La suite est tout aussi frustrante, même si la plongée dans le coeur de la psyché de l’artiste inclassable n’est pas totalement dénuée d’intérêt. Un Bowie androgyne arrivant à l’aéroport de Washington D.C. soumis à des questions sur sa sexualité, un Bowie tourmenté par la schizophrénie de son frère et attendant d’être le prochain de la famille à finir à l’asile, ou un Bowie s’excusant du contrôle qu’exerce sa femme Angie Bowie (Jena Malone qu’on ne voit décidément pas assez) sur sa carrière sont quelques-uns des thèmes centraux de cette coproduction canadienne.
TENTATIVE DÉCEVANTE
L’acteur Johnny Flynn ne ressemble pas à Bowie, même avec quelques prothèses, ce qu’on pourrait lui pardonner s’il n’avait pas constamment l’air éteint, défoncé. Bowie, même sous l’influence de diverses drogues, n’avait pas ces yeux hagards et on a le sentiment bien désagréable que l’acteur ne parvient pas à saisir, et donc à rendre, ni l’intelligence ni la créativité de son sujet.

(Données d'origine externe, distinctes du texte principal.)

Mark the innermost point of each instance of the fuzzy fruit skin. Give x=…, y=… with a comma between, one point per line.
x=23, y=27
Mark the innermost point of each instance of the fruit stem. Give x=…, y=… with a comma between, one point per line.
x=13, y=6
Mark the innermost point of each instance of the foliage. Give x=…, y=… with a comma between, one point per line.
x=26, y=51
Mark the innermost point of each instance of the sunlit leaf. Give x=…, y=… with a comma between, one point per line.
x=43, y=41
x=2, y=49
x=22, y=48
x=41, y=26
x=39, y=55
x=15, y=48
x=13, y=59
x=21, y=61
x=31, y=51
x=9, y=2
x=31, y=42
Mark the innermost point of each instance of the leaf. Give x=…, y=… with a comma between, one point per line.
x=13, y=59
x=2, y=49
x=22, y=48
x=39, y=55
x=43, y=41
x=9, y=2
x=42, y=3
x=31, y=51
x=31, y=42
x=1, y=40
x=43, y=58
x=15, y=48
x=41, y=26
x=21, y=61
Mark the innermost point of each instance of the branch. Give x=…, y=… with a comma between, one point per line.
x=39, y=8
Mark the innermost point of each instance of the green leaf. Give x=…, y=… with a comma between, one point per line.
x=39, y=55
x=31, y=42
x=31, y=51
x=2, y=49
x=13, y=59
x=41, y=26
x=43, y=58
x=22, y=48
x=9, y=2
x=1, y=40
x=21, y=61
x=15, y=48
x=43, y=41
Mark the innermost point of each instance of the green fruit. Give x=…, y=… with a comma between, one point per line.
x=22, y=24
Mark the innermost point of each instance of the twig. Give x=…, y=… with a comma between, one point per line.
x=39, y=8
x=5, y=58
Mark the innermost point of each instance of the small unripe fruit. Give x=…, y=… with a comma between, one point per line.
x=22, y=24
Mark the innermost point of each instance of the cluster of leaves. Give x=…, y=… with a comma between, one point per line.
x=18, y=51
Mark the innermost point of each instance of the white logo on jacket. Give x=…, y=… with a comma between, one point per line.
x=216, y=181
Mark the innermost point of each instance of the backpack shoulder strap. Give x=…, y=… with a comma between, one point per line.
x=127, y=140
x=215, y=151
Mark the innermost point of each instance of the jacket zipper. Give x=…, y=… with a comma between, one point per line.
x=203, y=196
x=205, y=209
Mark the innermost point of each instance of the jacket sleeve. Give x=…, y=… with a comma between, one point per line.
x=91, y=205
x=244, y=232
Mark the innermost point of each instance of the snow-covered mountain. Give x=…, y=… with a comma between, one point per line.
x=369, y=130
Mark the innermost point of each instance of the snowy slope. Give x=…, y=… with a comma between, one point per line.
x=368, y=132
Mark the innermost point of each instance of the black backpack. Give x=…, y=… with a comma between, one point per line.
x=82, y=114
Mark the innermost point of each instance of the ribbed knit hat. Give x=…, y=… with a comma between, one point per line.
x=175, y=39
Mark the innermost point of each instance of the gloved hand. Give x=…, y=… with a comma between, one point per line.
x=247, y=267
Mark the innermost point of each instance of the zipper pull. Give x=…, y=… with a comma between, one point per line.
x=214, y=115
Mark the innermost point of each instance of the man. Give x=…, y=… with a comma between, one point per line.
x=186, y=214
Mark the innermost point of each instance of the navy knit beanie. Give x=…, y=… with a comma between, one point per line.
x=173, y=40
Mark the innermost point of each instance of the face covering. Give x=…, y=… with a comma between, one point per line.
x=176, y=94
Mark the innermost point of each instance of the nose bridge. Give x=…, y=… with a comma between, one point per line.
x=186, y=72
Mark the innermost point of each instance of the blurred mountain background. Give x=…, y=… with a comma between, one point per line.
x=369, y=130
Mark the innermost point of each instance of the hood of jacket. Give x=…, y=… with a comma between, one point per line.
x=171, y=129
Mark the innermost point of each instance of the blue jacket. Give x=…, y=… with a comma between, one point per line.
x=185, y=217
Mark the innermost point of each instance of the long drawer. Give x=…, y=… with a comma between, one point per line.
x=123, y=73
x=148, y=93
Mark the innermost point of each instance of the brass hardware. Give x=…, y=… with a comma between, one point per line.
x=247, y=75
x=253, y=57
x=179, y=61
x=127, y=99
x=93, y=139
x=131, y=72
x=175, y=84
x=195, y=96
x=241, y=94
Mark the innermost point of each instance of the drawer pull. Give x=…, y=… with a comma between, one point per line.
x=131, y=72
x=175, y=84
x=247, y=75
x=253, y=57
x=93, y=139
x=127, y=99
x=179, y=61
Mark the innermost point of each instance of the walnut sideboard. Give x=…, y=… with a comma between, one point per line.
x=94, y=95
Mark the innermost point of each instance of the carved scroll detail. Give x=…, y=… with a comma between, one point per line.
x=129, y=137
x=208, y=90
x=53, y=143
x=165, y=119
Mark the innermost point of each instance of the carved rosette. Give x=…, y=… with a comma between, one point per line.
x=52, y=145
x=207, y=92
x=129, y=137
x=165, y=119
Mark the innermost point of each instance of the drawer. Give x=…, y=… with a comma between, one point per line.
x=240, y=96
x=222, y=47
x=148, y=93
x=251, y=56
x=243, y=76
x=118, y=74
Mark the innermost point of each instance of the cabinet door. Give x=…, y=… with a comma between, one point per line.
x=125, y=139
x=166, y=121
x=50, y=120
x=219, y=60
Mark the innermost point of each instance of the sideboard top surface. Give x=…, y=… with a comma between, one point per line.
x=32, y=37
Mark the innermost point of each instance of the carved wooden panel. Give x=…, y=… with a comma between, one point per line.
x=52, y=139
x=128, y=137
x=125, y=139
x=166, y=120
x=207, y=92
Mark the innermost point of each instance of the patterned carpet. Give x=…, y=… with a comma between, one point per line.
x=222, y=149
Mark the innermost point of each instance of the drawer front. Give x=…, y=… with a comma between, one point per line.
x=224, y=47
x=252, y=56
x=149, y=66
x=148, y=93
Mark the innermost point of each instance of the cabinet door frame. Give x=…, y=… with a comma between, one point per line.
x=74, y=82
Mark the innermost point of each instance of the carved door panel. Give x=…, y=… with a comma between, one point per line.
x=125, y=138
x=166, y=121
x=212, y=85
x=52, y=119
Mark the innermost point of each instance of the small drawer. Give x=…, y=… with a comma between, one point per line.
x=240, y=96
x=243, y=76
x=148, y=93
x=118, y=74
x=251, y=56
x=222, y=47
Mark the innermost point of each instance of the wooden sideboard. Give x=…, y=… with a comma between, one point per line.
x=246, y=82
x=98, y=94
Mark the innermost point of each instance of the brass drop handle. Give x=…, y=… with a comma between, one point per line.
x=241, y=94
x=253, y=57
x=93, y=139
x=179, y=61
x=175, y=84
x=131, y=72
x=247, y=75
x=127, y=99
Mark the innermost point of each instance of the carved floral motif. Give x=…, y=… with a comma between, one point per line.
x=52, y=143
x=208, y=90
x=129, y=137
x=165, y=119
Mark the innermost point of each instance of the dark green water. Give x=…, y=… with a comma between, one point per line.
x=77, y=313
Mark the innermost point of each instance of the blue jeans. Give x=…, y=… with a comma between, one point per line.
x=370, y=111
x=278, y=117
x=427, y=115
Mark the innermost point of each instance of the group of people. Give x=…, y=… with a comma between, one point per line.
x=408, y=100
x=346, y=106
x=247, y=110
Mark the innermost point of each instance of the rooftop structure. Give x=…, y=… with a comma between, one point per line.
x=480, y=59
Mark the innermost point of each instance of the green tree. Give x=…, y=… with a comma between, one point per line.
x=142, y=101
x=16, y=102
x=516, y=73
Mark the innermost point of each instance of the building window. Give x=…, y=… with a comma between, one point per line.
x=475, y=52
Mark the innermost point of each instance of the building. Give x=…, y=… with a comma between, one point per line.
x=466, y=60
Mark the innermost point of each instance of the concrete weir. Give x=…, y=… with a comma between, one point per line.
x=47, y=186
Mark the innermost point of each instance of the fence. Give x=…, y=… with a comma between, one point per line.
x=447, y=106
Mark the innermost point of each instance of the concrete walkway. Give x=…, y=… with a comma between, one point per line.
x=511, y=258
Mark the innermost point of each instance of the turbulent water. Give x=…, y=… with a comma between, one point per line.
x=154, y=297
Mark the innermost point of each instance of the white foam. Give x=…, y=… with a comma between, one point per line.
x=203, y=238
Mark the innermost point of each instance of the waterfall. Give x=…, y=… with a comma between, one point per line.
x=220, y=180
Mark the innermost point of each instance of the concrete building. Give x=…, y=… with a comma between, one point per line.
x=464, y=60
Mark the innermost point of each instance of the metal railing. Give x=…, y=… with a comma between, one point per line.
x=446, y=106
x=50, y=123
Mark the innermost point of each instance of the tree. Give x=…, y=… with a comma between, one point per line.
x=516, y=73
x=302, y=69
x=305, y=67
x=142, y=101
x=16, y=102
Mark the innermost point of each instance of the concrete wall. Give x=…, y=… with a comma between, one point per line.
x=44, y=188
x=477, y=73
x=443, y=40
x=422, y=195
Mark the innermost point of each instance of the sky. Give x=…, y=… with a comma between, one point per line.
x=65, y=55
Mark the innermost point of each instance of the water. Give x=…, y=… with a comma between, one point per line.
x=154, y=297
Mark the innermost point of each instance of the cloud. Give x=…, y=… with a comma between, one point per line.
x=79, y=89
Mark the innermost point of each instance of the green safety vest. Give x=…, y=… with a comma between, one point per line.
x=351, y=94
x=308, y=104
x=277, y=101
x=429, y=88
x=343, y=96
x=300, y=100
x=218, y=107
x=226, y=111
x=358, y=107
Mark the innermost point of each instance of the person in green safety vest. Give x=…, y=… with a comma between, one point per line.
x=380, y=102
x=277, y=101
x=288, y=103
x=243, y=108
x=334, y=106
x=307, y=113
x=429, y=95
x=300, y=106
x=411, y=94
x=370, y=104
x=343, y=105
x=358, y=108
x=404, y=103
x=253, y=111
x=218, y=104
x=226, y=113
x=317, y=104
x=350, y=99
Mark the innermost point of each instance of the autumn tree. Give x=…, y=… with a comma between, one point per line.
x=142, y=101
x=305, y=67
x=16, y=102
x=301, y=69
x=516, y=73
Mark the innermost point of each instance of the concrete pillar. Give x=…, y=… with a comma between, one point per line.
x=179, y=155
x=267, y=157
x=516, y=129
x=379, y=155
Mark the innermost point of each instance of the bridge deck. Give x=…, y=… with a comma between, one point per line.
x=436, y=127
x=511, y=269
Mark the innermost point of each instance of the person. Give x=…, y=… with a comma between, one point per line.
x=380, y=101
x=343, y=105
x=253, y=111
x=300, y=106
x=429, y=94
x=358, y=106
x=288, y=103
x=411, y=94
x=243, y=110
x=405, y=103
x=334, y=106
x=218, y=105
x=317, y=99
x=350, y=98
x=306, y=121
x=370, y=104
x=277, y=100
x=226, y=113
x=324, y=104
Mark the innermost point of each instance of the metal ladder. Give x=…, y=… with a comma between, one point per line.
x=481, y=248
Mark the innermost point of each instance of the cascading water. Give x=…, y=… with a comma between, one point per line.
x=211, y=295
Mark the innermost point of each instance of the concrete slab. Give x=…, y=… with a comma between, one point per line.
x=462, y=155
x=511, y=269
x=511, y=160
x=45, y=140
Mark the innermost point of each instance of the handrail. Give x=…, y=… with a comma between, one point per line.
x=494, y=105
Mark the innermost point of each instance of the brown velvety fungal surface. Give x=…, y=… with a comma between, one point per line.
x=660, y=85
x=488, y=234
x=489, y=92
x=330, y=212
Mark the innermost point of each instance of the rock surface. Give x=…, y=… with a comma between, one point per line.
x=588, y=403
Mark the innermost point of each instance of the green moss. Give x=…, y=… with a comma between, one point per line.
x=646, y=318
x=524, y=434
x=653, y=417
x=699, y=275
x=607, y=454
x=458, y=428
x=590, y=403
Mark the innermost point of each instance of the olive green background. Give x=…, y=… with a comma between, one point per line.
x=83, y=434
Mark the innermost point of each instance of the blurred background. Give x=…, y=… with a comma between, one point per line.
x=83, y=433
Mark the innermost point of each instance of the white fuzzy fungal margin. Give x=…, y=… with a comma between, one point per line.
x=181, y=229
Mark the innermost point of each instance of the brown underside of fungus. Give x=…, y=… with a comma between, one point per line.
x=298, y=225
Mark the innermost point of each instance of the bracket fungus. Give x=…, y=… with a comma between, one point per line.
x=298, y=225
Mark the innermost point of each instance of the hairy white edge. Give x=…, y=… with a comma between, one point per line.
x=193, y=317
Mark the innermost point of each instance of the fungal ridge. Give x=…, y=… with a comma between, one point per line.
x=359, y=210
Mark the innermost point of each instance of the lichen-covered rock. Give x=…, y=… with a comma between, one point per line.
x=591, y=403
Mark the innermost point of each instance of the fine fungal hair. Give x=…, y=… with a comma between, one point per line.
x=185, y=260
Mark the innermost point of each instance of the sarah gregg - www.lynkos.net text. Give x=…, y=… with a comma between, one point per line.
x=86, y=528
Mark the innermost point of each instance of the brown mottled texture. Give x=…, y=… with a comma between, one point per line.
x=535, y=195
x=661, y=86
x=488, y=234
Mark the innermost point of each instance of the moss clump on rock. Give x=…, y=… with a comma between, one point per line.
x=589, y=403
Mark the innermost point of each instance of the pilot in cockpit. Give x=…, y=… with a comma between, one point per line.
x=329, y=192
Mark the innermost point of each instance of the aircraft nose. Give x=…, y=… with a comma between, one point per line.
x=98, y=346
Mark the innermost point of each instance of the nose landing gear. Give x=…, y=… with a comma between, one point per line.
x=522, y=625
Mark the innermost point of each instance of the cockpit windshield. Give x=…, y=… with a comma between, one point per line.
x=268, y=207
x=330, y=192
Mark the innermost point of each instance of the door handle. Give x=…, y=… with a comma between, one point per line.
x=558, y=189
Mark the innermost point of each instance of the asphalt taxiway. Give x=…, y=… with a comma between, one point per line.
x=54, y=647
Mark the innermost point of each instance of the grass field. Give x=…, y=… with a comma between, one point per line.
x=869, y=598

Seules les pièces My Death et Amsterdam, deux reprises de Jacques Brel, peuvent être entendues, la production n’ayant pas obtenu l’autorisation de la succession de l’artiste d’utiliser ses pièces originales. Si ces deux pièces sont magnifiques, on est loin de pouvoir s’imprégner de l’oeuvre et du génie de Bowie. Et comme ce film veut montrer la création du personnage de Ziggy Stardust alors que le musicien vient de sortir The Man Who Sold The World, l’absence de musique rend donc caduque cette tentative d’exploration artistique.